Is Your Puppy Ready For The Outside World?

Exposing your puppy to different kinds of environments and experiences is a very important step in his learning process. In order to develop healthy mental well-being, he needs to know that the world is a fun place to explore. This can only be achieved through proper and continuous socialization.

Socialization is the process of preparing your puppy for healthy mental development by exposing him in a positive way to different sights, smells, and sounds. Socialization also includes interaction with people, dogs, and other animals, as well as other objects like moving cars.

Taking your puppy to a training class is an excellent way to introduce him to a variety of experiences. However, socializing your puppy calls for much more than teaching him training skills. Socialization teaches your pet to interact with different situations, explore without fear, and get to know as much as he can about the world around him, thereby giving him a wholesome life.

Preferably, socialization should begin in your puppy’s first home. His breeder should introduce him, along with the rest of the litter, to a variety of stimuli from the moment they are born.

For instance, the litter should be exposed to different bedding materials to get them used to different textures and surfaces. Objects like balls, squeaky toys, bubble wraps, plastic bags, and other items should be introduced slowly and often. This helps them approach new situations with confidence.

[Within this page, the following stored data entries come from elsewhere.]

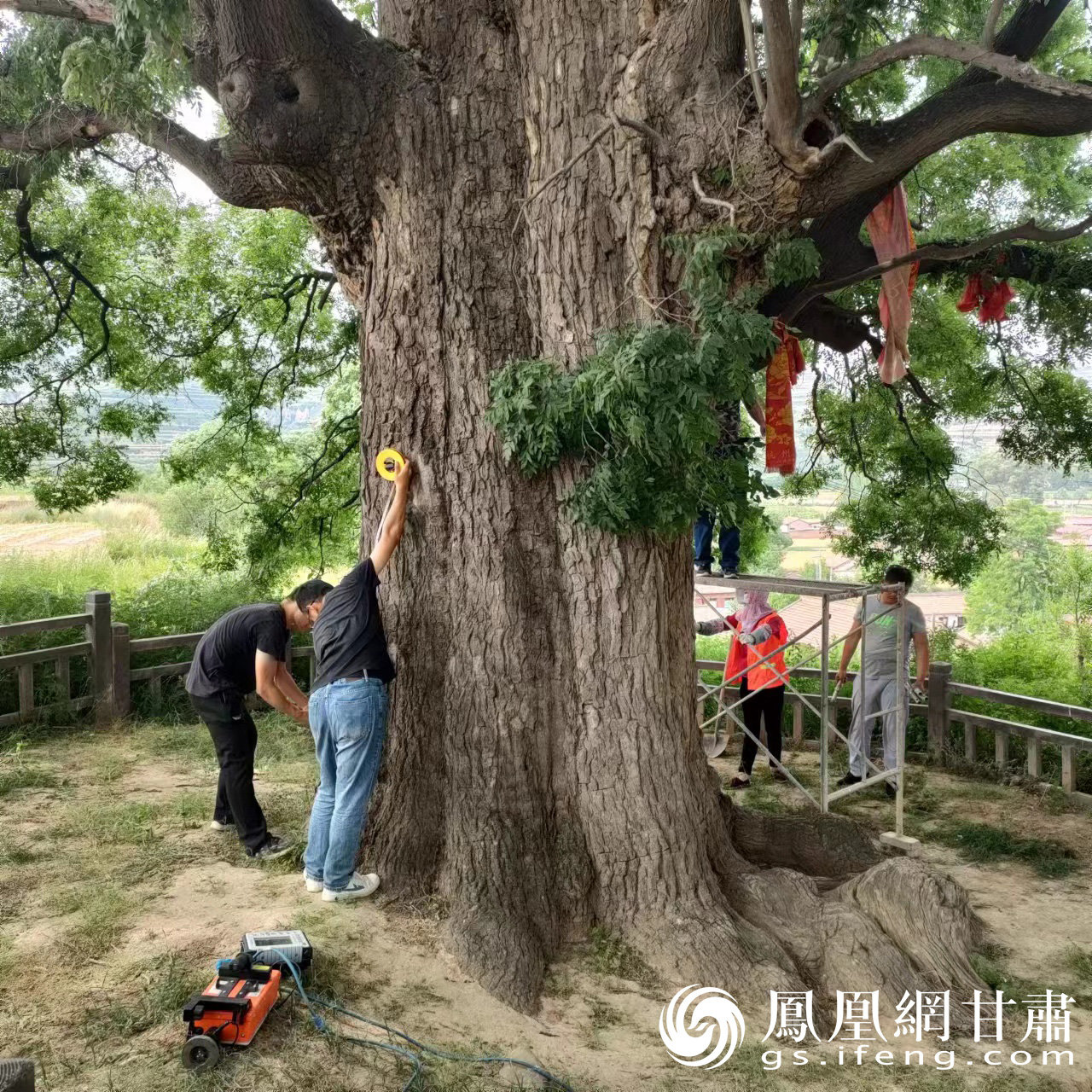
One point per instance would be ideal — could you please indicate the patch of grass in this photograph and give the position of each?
(603, 1016)
(761, 796)
(110, 823)
(24, 775)
(983, 843)
(558, 983)
(1079, 961)
(607, 954)
(408, 996)
(15, 855)
(109, 768)
(1056, 802)
(167, 983)
(982, 791)
(991, 964)
(102, 917)
(190, 810)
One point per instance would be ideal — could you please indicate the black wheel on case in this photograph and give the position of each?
(200, 1053)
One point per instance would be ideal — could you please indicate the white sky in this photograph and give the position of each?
(203, 120)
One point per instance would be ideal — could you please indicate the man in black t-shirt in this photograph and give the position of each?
(348, 713)
(242, 652)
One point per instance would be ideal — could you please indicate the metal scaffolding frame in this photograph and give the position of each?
(828, 592)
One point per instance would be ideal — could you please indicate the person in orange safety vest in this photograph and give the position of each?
(759, 635)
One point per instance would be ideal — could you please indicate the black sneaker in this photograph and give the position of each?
(273, 849)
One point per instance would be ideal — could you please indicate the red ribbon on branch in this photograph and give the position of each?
(989, 295)
(781, 375)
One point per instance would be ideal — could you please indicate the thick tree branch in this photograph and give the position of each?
(65, 128)
(78, 129)
(990, 27)
(78, 11)
(752, 67)
(782, 116)
(896, 148)
(939, 253)
(966, 53)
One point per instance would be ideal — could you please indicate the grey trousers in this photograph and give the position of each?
(882, 694)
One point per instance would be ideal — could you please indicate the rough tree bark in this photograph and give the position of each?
(494, 180)
(543, 771)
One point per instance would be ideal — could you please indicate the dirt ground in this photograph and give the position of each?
(116, 899)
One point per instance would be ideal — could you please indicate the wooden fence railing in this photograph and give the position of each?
(109, 652)
(940, 714)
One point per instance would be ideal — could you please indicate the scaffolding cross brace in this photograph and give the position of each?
(828, 592)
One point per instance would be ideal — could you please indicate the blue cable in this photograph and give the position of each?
(401, 1052)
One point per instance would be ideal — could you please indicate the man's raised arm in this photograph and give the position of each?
(269, 690)
(396, 521)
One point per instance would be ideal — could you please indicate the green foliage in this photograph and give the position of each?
(644, 410)
(139, 68)
(101, 473)
(273, 502)
(607, 954)
(229, 299)
(934, 530)
(1014, 589)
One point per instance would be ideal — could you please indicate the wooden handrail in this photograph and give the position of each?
(1021, 701)
(41, 624)
(171, 642)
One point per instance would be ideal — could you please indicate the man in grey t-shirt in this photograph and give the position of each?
(876, 687)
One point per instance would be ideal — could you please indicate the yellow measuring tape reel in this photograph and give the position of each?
(388, 463)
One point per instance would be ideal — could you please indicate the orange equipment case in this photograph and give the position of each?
(230, 1010)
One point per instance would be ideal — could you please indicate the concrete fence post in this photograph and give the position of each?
(938, 698)
(123, 698)
(101, 636)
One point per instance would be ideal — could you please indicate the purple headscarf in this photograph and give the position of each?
(756, 608)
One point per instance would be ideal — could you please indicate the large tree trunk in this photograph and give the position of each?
(544, 770)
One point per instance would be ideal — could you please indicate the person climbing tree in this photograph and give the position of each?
(729, 541)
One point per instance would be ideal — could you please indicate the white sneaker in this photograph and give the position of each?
(358, 887)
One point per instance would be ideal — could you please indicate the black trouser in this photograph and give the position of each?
(235, 738)
(765, 705)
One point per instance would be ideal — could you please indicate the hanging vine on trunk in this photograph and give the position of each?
(646, 409)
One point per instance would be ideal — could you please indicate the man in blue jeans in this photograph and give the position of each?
(347, 710)
(729, 538)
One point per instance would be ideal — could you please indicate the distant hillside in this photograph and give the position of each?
(194, 406)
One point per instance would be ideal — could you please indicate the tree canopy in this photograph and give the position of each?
(109, 284)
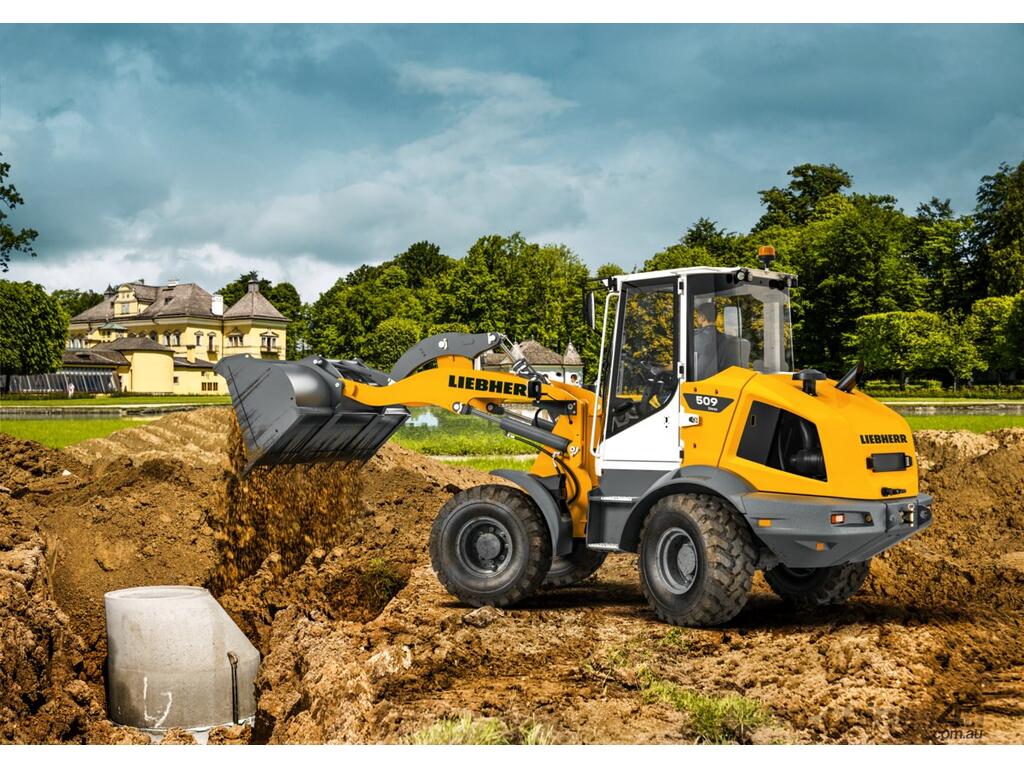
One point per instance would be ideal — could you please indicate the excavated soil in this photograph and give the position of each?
(326, 568)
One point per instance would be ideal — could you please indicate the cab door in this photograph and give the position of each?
(641, 427)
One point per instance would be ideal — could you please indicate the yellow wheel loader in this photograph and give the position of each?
(700, 448)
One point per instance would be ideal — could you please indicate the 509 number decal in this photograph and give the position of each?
(709, 402)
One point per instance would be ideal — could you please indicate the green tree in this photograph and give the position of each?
(343, 318)
(850, 264)
(33, 329)
(1015, 331)
(11, 242)
(389, 341)
(448, 328)
(951, 347)
(796, 204)
(987, 323)
(938, 247)
(75, 301)
(997, 237)
(423, 263)
(286, 299)
(895, 342)
(713, 239)
(237, 288)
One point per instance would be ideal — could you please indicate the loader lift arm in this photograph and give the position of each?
(320, 410)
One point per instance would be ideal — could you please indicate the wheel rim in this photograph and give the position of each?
(484, 546)
(677, 560)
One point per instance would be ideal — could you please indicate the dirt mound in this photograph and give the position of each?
(327, 569)
(974, 551)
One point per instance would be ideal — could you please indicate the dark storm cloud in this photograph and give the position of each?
(202, 152)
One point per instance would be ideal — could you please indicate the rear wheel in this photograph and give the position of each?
(489, 546)
(696, 560)
(816, 587)
(573, 567)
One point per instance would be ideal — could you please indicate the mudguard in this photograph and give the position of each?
(559, 522)
(691, 479)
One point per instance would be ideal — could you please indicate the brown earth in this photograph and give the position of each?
(326, 568)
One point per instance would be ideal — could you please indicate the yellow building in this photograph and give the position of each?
(167, 338)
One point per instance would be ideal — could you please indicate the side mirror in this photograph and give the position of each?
(852, 377)
(588, 310)
(732, 321)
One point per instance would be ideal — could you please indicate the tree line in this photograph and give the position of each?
(929, 293)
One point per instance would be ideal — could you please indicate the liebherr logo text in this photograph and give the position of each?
(870, 438)
(487, 385)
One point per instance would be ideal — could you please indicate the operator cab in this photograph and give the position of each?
(675, 326)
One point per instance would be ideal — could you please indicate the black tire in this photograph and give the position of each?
(696, 560)
(573, 567)
(489, 546)
(811, 588)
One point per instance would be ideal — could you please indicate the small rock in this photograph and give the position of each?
(482, 616)
(177, 736)
(79, 691)
(230, 734)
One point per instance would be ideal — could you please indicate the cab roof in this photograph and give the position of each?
(687, 270)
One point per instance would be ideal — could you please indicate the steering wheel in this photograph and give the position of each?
(658, 379)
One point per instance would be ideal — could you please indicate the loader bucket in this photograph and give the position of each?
(293, 412)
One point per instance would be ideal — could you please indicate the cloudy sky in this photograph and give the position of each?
(199, 153)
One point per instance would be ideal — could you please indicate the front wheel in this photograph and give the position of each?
(489, 546)
(810, 588)
(696, 560)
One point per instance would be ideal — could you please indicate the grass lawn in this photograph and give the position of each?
(457, 435)
(156, 399)
(486, 463)
(974, 423)
(60, 432)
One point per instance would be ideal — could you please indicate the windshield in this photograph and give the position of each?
(739, 324)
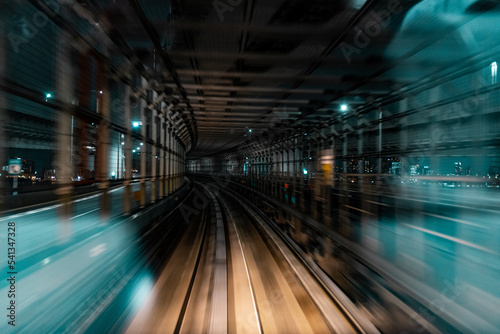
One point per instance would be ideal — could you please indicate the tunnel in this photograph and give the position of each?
(249, 166)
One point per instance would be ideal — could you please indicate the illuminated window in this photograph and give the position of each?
(494, 69)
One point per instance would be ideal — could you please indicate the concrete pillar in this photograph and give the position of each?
(128, 151)
(154, 154)
(162, 156)
(64, 155)
(3, 115)
(103, 146)
(143, 149)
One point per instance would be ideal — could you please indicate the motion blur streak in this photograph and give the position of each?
(249, 166)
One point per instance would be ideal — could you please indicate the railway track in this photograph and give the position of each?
(232, 274)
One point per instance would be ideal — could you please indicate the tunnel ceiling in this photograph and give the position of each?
(256, 68)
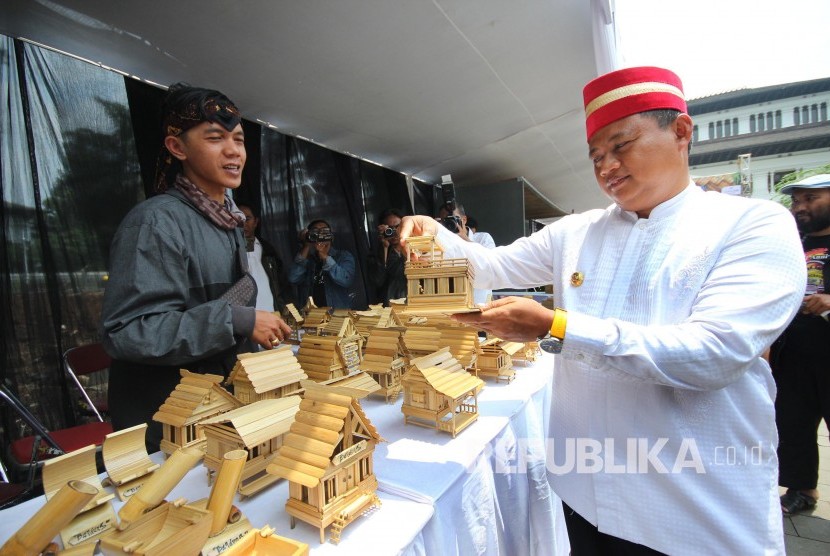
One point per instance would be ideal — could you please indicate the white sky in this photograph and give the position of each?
(723, 45)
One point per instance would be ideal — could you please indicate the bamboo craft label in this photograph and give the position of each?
(349, 452)
(89, 532)
(224, 545)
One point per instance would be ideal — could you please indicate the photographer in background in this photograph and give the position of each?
(321, 271)
(452, 216)
(386, 264)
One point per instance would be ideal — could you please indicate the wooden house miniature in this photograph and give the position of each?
(463, 343)
(266, 375)
(383, 359)
(436, 284)
(495, 359)
(438, 393)
(126, 460)
(295, 320)
(526, 353)
(257, 428)
(98, 516)
(377, 317)
(420, 340)
(327, 459)
(359, 384)
(338, 325)
(314, 316)
(326, 357)
(195, 398)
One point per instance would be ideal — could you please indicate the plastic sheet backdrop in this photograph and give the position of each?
(69, 175)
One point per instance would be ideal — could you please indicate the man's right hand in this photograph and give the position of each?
(269, 329)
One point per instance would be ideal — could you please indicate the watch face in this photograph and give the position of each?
(551, 345)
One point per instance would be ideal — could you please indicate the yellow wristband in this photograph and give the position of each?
(560, 322)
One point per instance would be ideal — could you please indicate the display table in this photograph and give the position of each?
(478, 493)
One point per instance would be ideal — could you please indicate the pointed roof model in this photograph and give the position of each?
(329, 417)
(266, 373)
(259, 422)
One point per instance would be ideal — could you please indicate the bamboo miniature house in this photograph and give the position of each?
(495, 359)
(383, 359)
(36, 535)
(440, 394)
(126, 460)
(326, 357)
(294, 319)
(257, 428)
(436, 284)
(314, 316)
(196, 397)
(266, 375)
(338, 325)
(98, 516)
(327, 459)
(359, 384)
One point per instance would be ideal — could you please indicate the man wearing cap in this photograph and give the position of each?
(799, 357)
(662, 419)
(178, 294)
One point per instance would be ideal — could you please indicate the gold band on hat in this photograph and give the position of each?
(631, 90)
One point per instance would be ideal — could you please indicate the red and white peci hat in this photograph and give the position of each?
(628, 91)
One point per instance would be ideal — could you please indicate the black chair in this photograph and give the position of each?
(25, 455)
(87, 367)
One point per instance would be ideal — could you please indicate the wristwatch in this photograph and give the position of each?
(552, 342)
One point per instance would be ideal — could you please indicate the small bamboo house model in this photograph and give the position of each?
(98, 516)
(327, 459)
(126, 460)
(195, 398)
(326, 357)
(495, 359)
(314, 316)
(266, 375)
(383, 360)
(436, 284)
(338, 325)
(257, 428)
(294, 319)
(438, 393)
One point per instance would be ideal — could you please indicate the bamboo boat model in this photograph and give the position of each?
(263, 542)
(97, 517)
(151, 526)
(126, 460)
(35, 537)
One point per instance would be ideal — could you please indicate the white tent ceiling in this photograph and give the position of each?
(484, 89)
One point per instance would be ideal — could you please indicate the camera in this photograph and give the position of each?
(318, 235)
(451, 221)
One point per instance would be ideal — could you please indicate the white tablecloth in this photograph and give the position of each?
(478, 493)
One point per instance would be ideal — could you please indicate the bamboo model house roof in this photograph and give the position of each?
(196, 396)
(268, 370)
(360, 384)
(318, 428)
(444, 374)
(258, 422)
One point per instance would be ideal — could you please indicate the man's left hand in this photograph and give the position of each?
(517, 319)
(323, 248)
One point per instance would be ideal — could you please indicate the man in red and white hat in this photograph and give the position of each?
(662, 424)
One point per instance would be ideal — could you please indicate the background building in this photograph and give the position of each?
(745, 141)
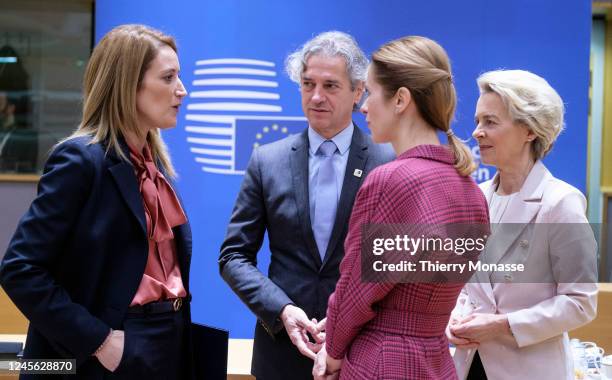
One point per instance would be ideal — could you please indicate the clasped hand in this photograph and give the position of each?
(298, 327)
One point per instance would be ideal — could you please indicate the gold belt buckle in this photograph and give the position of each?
(177, 303)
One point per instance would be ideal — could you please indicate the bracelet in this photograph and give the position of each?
(103, 343)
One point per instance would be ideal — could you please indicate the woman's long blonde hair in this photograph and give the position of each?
(112, 79)
(422, 66)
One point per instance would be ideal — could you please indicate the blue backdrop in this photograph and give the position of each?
(232, 55)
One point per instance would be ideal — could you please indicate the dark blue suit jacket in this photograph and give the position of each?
(79, 253)
(274, 197)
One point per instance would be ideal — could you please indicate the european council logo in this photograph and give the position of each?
(233, 107)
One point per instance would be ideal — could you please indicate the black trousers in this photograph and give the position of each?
(476, 369)
(154, 348)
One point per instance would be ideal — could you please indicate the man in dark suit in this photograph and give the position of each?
(301, 190)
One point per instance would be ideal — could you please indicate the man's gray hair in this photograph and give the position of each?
(329, 44)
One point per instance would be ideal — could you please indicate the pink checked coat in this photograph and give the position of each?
(396, 331)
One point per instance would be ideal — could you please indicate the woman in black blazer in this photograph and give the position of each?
(99, 264)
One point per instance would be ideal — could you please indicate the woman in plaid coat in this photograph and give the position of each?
(385, 329)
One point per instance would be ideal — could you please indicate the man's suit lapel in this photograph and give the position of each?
(125, 179)
(299, 170)
(358, 156)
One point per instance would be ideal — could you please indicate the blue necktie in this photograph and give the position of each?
(326, 197)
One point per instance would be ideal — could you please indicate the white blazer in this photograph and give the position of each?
(539, 314)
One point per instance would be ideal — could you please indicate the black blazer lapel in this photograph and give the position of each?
(123, 174)
(353, 176)
(299, 170)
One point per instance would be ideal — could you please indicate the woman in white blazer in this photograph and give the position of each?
(513, 325)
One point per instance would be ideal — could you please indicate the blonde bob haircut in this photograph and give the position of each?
(531, 102)
(113, 76)
(422, 66)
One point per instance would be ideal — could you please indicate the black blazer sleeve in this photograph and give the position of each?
(26, 273)
(238, 259)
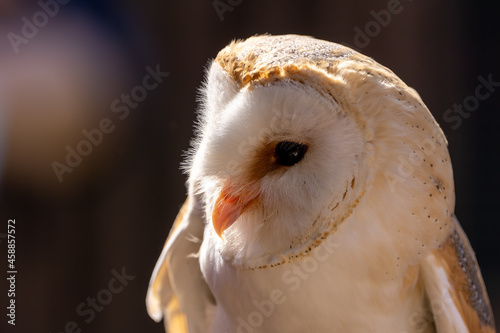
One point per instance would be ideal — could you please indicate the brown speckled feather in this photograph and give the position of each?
(460, 290)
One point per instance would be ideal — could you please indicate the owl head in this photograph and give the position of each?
(296, 134)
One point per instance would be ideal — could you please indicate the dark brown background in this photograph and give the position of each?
(115, 209)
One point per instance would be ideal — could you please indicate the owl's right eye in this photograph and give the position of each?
(288, 153)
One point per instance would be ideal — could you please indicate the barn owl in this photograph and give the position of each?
(320, 199)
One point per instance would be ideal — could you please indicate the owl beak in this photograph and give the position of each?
(228, 208)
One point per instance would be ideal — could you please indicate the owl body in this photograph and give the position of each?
(320, 199)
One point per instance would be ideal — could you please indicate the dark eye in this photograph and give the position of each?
(289, 153)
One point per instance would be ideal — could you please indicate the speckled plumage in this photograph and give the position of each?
(357, 236)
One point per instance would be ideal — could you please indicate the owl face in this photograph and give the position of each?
(275, 168)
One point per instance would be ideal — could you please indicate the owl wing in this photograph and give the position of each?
(177, 291)
(455, 288)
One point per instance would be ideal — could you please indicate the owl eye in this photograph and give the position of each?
(289, 153)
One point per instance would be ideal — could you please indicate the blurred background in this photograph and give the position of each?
(72, 83)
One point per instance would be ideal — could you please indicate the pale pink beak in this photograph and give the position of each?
(228, 208)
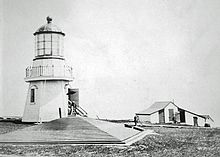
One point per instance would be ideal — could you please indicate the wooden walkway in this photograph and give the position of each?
(73, 130)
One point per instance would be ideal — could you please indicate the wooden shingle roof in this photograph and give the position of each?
(155, 107)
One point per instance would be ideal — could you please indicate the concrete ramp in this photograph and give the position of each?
(72, 130)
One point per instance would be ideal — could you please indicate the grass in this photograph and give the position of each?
(170, 142)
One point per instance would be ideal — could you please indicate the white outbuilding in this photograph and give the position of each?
(167, 112)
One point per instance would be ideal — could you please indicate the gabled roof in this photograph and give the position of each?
(156, 107)
(207, 117)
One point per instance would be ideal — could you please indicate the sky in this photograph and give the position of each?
(125, 54)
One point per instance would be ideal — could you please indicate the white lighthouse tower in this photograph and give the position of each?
(48, 77)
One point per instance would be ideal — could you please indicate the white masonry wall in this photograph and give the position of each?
(50, 96)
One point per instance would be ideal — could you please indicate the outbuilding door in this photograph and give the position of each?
(161, 116)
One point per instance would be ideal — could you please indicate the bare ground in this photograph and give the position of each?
(170, 142)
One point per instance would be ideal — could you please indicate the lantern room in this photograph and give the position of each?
(49, 41)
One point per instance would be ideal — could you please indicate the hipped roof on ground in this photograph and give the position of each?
(157, 106)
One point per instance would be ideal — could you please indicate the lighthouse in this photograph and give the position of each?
(49, 77)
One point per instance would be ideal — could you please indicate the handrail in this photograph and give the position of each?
(79, 109)
(37, 71)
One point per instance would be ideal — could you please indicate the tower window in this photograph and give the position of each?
(32, 95)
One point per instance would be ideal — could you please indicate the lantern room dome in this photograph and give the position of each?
(49, 28)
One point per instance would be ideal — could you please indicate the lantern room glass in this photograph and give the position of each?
(48, 44)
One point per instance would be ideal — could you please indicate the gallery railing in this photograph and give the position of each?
(56, 71)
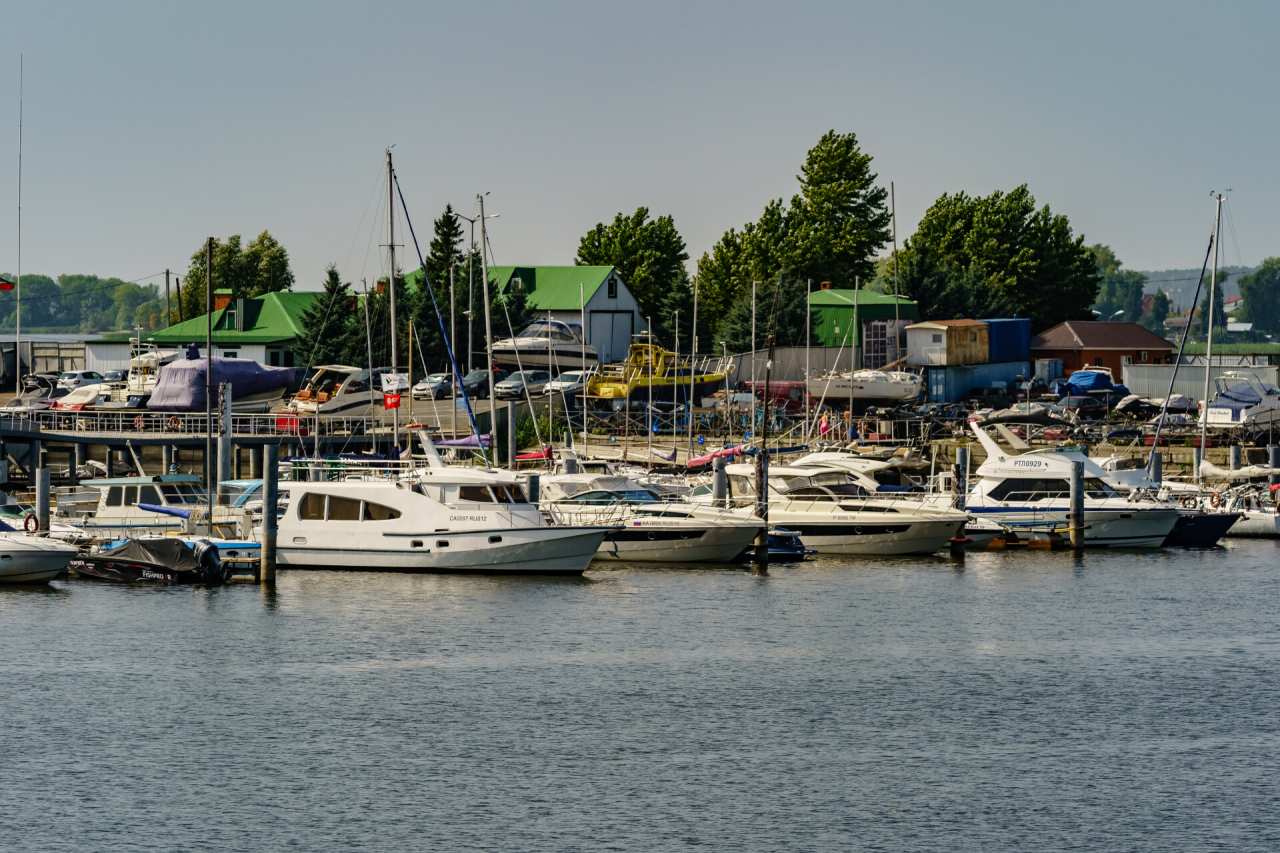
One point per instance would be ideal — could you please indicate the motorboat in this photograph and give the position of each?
(435, 519)
(1031, 492)
(1243, 400)
(652, 373)
(27, 559)
(158, 560)
(549, 345)
(833, 511)
(644, 527)
(337, 389)
(867, 384)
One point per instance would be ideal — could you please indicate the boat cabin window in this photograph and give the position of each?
(475, 493)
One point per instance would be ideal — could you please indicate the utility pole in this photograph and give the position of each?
(391, 254)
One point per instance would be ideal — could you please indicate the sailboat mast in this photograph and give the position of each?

Below are a few examples of objects and situations that your pup should see and experience from the moment he opens his eyes:

* The sounds of different appliances in the house.
*A trip to the vet.
*Going up and down the stairs.
*Meeting different people of different ages.
*Meeting other puppies and dogs (Keep the puppy in your arms and under closed supervision).
*Meeting people using wheelchairs, walkers, and canes.
*Meeting people wearing hoods, hats, coats, and loud clothes.
*Watching children play.
*Watching small animals such as birds and squirrels (do not allow chasing).
*Riding in the car inside a crate with windows rolled up and then rolled down.
*Light traffic.
*Light crowds.
*A flying kite or balloons.
*Introduce the pup to different ‘odd’ objects like plastic bags and fire hydrants.
*Experience different sights, sounds, and smells of different objects.